DeLauro Tells FDA, Plan, Keep Food Safe

Rep. Rosa DeLauro doesn’t want you to worry about your hot dog making you hurl or your squash making you sick to your stomach.

What she does want is for the Food and Drug Administration to have a plan to keep our food safe.

Acting Commissioner Dr. Joshua Sharfstein Thursday walked lawmakers through a 2010 budget proposal.

"A lot sounds to me like buzzwords from a past administration," Connecticut’s Democratic Congresswoman told the FDA's new acting commissioner at a hearing.

DeLauro’s after the FDA over debacles over food issues, like the major outbreak of salmonella in peanut products that are blamed for killing at least nine people and sickening hundreds of others.

The FDA proposal includes spending more money and new industry user fees that would pay for more food safety inspections. But DeLauro felt it was short on specifics.

"A real change, a real change from the past would be a plan on food safety that identified the foods at greatest risk," DeLauro said. She also called for new performance standards, sampling to detect contamination and requirements for industry to report when problems were found.

Here’s what Sharfstein said. The FDA needs a new food safety system based on prevention, one that includes performance standards when they are appropriate.

A Food Safety Working Group that President Barack Obama appointed will soon have proposals that should answer many of DeLauro's demands, Sharfstein told reporters.
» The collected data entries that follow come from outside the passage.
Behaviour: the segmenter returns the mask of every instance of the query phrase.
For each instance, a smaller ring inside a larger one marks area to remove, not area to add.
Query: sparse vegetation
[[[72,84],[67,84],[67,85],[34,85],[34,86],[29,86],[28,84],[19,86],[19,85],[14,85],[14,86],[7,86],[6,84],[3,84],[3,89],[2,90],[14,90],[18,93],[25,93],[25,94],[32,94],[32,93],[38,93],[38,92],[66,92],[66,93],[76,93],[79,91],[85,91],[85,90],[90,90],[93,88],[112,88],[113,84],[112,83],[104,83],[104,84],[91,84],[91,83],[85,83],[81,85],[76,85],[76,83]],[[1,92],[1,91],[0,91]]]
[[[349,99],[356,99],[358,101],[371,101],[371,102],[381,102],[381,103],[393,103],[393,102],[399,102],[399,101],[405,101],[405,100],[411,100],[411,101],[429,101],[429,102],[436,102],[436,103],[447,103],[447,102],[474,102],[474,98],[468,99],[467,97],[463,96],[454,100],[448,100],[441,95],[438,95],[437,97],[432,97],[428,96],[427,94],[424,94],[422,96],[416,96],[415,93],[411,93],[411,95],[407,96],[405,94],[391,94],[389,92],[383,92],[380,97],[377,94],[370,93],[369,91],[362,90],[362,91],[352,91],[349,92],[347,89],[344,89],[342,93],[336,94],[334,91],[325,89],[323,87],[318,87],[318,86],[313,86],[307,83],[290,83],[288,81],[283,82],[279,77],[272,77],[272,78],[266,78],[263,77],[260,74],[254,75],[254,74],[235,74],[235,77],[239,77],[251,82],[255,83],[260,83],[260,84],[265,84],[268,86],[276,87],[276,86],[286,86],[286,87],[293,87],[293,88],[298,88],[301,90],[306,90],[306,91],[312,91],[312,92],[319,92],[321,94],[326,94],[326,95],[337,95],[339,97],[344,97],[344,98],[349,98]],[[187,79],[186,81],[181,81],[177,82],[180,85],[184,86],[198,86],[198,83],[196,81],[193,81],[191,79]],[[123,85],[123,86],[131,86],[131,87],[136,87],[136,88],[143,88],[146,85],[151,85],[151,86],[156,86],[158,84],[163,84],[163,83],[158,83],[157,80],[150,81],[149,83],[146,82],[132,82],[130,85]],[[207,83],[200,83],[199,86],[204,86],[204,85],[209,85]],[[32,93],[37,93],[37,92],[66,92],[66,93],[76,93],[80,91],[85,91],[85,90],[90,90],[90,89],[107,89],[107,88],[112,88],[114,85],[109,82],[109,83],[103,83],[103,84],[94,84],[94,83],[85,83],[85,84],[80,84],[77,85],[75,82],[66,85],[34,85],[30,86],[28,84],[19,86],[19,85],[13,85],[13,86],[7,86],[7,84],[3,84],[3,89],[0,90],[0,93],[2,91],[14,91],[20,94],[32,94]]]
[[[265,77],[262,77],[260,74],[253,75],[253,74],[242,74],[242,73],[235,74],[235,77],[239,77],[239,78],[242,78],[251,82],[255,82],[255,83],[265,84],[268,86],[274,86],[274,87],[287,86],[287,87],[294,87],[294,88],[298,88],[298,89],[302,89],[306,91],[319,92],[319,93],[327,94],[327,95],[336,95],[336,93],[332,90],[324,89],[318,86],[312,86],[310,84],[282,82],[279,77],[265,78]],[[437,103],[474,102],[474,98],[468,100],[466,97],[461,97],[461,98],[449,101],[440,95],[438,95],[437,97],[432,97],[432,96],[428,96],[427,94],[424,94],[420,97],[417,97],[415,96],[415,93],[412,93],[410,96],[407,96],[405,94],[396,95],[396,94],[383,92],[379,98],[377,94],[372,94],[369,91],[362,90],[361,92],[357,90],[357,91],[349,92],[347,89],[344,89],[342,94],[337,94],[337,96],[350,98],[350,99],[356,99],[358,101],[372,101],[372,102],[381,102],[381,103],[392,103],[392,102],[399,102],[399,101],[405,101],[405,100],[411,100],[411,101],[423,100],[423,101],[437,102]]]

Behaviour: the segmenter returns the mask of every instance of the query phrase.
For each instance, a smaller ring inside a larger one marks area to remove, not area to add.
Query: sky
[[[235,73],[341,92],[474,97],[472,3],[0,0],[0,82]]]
"The credibility of FDA is absolutely critical," Sharfstein agreed at one point.

Them there’s the issue of imports from China and other countries, including the international recall last winter after a blood-thinner called heparin from China was found to be contaminated.

Sharfstein said her folks would explore so-called "equivalency" agreements with other countries that would establish that inspections done elsewhere meet U.S. standards.